PART II
INFORMATION NOT REQUIRED IN PROSPECTUS
Item 8.
| Indemnification of Directors and Officers |
ICON
Article 141 of ICON’s articles of association provide that, subject to the provisions of, and so far as may be permitted by the Irish Companies Act, 2014, as amended (the “Irish Companies Act”) every director, managing director, secretary or other officer of ICON shall be entitled to be indemnified by ICON against all costs, charges, losses, expenses, and liabilities incurred by him or her in the execution and discharge of his or her duties or in relation thereto including any liability incurred by him or her in defending any proceedings, civil or criminal, which relate to anything done or omitted or alleged to have been done or omitted by him or her as an officer or employee of ICON and in which judgment is given in his or her favour (or the proceedings are otherwise disposed of without any finding or admission of any material breach of duty on his or her part) or in which he or she is acquitted or in connection with any proceedings or any application under the Act or under any statute for relief from liability in respect of any such act or omission in which relief is granted to him or her by the Court.

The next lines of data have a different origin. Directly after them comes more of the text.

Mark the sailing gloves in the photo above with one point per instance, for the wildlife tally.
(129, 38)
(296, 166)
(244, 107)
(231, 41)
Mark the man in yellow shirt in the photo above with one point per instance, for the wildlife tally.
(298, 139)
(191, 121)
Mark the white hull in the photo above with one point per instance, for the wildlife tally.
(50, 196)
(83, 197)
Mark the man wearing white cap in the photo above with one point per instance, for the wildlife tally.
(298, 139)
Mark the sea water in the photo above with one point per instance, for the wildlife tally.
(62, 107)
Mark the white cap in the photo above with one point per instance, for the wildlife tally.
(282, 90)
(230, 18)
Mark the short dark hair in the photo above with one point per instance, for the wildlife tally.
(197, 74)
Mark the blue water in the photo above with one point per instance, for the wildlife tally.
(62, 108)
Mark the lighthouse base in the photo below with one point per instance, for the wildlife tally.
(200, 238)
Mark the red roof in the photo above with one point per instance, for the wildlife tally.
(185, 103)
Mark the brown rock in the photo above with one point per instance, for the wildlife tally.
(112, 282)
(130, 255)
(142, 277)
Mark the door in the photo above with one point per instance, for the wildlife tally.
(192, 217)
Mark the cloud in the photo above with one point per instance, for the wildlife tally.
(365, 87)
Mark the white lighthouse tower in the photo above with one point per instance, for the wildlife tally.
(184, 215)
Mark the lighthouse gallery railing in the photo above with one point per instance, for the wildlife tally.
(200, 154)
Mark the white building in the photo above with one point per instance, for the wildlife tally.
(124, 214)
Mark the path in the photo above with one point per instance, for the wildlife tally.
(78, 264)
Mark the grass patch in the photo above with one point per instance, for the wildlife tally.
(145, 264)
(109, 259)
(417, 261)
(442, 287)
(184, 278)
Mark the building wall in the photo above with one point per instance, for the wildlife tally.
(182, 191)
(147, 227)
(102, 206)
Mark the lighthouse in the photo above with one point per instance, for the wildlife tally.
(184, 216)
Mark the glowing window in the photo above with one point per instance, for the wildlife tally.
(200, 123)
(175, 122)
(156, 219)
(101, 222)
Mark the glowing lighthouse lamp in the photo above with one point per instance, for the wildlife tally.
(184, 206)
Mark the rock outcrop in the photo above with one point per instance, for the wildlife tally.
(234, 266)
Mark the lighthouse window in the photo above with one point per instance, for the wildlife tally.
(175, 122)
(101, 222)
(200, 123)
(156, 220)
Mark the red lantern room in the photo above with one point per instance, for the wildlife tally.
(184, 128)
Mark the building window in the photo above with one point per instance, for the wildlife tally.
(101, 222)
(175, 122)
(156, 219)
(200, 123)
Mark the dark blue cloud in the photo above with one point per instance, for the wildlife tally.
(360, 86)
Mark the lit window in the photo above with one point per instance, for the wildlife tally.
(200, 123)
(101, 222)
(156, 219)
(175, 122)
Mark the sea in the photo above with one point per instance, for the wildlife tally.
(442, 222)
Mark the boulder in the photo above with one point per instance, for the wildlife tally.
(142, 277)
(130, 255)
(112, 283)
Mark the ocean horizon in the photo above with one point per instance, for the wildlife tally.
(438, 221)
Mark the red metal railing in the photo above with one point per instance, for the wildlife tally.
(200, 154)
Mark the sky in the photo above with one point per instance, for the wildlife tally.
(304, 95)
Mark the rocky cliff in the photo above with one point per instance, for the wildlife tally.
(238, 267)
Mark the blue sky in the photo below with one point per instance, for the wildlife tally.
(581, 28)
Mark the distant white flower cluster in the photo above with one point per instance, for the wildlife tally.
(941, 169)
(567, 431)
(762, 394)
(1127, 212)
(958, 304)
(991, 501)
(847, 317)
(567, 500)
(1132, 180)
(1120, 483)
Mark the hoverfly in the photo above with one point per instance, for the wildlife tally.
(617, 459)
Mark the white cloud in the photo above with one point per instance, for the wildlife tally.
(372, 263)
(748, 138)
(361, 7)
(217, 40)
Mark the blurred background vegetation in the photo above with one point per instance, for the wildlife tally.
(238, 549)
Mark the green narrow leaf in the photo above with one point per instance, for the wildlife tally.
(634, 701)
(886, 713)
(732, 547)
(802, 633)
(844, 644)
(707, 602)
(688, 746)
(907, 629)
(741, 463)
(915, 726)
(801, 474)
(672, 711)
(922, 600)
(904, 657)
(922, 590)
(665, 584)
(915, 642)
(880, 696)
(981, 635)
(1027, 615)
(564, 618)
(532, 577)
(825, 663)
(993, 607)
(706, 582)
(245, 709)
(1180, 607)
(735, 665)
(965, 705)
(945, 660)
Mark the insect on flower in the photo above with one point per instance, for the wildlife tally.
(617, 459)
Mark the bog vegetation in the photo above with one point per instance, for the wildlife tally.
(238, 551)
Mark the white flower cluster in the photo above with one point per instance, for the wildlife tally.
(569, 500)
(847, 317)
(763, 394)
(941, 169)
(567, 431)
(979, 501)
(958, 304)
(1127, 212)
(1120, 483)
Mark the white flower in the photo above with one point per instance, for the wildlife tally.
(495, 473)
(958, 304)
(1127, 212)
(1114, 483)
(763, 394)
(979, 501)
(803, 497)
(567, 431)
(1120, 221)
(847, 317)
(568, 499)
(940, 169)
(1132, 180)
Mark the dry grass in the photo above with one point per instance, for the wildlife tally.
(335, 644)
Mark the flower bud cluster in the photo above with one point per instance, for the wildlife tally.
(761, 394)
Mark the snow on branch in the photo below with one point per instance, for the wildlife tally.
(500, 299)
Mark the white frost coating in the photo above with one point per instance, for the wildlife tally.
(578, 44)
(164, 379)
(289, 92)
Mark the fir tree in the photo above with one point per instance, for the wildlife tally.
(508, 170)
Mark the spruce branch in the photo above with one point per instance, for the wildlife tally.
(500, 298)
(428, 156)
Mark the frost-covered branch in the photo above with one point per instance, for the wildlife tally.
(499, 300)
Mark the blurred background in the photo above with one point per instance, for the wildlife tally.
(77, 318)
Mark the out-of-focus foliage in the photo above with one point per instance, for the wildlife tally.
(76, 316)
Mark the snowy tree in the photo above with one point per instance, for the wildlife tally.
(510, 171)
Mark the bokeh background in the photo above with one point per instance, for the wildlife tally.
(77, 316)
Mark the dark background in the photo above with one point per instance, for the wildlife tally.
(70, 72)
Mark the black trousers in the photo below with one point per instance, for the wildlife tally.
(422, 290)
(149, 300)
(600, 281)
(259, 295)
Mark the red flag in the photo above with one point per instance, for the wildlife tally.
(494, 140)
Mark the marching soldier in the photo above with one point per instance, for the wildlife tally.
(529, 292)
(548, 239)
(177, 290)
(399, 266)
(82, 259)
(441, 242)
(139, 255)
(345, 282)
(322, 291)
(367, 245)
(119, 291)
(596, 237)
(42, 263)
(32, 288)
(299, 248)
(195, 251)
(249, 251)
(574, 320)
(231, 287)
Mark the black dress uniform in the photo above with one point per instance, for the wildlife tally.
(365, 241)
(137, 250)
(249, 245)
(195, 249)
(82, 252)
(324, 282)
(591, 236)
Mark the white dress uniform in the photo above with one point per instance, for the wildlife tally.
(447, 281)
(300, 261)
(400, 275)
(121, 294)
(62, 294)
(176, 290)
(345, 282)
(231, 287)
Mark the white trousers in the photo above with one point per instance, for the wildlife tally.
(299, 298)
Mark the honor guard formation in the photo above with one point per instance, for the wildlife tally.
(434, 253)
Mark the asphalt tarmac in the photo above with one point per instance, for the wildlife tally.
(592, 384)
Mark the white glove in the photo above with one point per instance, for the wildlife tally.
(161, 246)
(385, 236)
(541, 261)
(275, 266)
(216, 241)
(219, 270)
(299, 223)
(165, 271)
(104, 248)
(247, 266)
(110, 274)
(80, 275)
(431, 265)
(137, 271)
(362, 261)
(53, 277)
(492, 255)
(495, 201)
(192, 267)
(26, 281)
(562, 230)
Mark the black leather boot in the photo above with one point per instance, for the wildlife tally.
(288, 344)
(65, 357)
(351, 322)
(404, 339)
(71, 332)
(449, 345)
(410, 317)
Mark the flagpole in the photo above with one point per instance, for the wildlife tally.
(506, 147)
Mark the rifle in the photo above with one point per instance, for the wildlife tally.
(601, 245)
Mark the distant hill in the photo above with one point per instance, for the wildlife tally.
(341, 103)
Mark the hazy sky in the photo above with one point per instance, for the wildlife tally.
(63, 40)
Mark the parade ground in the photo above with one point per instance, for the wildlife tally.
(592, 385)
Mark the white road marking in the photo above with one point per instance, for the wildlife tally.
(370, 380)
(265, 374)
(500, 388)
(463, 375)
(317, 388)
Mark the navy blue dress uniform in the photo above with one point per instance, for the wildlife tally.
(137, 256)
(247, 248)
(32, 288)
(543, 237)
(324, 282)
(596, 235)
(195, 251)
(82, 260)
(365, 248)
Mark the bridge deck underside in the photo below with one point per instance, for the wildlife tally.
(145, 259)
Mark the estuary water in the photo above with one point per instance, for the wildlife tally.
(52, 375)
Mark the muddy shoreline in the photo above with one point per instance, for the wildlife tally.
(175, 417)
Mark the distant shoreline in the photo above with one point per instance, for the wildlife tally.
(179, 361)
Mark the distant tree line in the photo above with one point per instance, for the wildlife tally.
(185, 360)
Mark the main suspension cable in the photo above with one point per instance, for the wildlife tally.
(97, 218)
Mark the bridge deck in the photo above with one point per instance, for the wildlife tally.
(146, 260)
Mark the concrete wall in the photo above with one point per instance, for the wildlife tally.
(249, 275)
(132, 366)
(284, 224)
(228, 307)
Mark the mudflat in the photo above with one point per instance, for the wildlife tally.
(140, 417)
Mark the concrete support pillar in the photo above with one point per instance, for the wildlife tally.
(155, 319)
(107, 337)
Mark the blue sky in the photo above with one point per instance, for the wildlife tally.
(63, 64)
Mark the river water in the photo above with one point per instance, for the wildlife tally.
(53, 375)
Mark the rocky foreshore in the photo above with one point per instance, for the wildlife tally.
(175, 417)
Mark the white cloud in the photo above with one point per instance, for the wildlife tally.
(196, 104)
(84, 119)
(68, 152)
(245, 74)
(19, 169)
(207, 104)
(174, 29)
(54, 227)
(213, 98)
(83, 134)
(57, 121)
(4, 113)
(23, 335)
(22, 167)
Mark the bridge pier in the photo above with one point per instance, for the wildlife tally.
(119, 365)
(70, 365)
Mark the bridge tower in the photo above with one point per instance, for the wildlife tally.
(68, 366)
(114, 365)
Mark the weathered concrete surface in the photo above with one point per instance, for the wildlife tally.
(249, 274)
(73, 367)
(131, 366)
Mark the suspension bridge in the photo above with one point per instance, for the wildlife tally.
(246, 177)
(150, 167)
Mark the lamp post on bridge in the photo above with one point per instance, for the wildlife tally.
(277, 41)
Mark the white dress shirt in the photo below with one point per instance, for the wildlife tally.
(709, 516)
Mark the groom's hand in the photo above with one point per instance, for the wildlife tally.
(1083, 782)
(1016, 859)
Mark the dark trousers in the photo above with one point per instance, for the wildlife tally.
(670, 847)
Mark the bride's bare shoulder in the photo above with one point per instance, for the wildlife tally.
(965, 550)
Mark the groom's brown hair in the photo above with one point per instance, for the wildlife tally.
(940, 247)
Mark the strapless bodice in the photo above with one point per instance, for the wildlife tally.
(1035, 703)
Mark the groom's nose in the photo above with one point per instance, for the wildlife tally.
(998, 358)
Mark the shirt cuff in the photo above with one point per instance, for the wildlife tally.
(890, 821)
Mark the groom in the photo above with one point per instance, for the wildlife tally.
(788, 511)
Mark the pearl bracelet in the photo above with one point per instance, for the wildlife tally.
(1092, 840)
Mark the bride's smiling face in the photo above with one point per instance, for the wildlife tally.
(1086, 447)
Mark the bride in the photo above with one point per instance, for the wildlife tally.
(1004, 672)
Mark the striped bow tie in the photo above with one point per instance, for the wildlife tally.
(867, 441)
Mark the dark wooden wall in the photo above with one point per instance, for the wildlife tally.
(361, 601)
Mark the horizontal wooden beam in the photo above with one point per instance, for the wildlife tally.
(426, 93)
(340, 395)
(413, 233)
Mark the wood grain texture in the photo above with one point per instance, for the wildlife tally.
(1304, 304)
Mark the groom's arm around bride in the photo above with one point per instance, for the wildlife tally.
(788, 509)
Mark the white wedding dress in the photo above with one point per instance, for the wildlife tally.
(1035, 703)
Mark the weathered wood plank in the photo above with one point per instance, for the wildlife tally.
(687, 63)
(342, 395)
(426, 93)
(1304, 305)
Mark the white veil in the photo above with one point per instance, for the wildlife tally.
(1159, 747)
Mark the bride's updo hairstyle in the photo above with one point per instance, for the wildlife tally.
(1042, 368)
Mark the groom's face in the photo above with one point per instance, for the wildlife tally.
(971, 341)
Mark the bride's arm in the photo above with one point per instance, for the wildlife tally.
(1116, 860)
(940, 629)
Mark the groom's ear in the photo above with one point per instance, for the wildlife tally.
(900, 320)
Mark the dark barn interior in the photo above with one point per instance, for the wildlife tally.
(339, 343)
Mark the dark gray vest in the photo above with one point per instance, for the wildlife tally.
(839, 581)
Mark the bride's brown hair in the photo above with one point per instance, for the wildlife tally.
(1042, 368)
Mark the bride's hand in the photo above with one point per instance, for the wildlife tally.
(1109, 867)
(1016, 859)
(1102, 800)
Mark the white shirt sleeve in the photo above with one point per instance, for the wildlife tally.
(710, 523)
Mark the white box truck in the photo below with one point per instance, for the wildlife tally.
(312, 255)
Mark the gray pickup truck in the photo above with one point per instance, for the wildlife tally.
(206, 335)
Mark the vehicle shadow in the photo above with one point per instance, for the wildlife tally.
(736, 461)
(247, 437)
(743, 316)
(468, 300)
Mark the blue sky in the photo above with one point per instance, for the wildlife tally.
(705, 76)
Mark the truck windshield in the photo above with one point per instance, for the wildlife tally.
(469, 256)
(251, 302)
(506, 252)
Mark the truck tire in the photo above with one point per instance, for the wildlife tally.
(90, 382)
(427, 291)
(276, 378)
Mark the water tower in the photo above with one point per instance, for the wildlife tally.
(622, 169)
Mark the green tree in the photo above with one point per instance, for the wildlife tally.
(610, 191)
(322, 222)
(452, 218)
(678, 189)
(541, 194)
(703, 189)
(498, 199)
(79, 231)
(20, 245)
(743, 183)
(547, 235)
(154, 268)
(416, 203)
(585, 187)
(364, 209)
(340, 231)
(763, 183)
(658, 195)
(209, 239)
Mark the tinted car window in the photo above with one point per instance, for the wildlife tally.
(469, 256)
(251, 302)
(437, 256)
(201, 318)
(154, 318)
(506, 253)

To the extent permitted by law, ICON’s directors may arrange insurance cover at the cost of ICON in respect of any liability, loss or expenditure incurred by any director or officer in relation to anything done or alleged to have been done or omitted to be done by him or her as director or officer.
ICON Six
Article 29 of ICON Six’s constitution provides that, subject to the provisions of the Irish Companies Act, every director, managing director, chief executive officer, secretary and other officer for the time being of the company shall be indemnified out of the assets of the company against any liability incurred by him or her in defending any proceedings, whether civil or criminal, in relation to his or her acts or omissions while acting in such office, in which judgment is given in his or her favor or in which he or she is acquitted, or in connection with any proceedings or application referred to in, or under, Sections 233 or 234 of the Irish Companies Act in which relief is granted to him or her by the court.
The relevant provision of the Irish Companies Act is Section 235, which provides:
235. (1) Subject to the provisions of this section, the following provision shall be void, namely, any provision:
(a) purporting to exempt any officer of a company from; or
(b) purporting to indemnify such an officer against;
any liability which by virtue of any enactment or rule of law would otherwise attach to him or her in respect of any negligence, default, breach of duty or breach of trust of which he or she may be guilty in relation to the company.
(2) Subsection (1) applies whether the provision concerned is contained in the constitution of a company or a contract with a company or otherwise.
(3) Notwithstanding subsection (1), a company may, in pursuance of any such provision as is mentioned in that subsection, indemnify any officer of the company against any liability incurred by him or her—
(a) in defending proceedings, whether civil or criminal, in which judgment is given in his or her favour or in which he or she is acquitted; or
(b) in connection with any proceedings or application referred to in, or under, section 233 or 234 in which relief is granted to him or her by the court.
(4) Notwithstanding subsection (1), a company may purchase and maintain for any of its officers insurance in respect of any liability referred to in that subsection.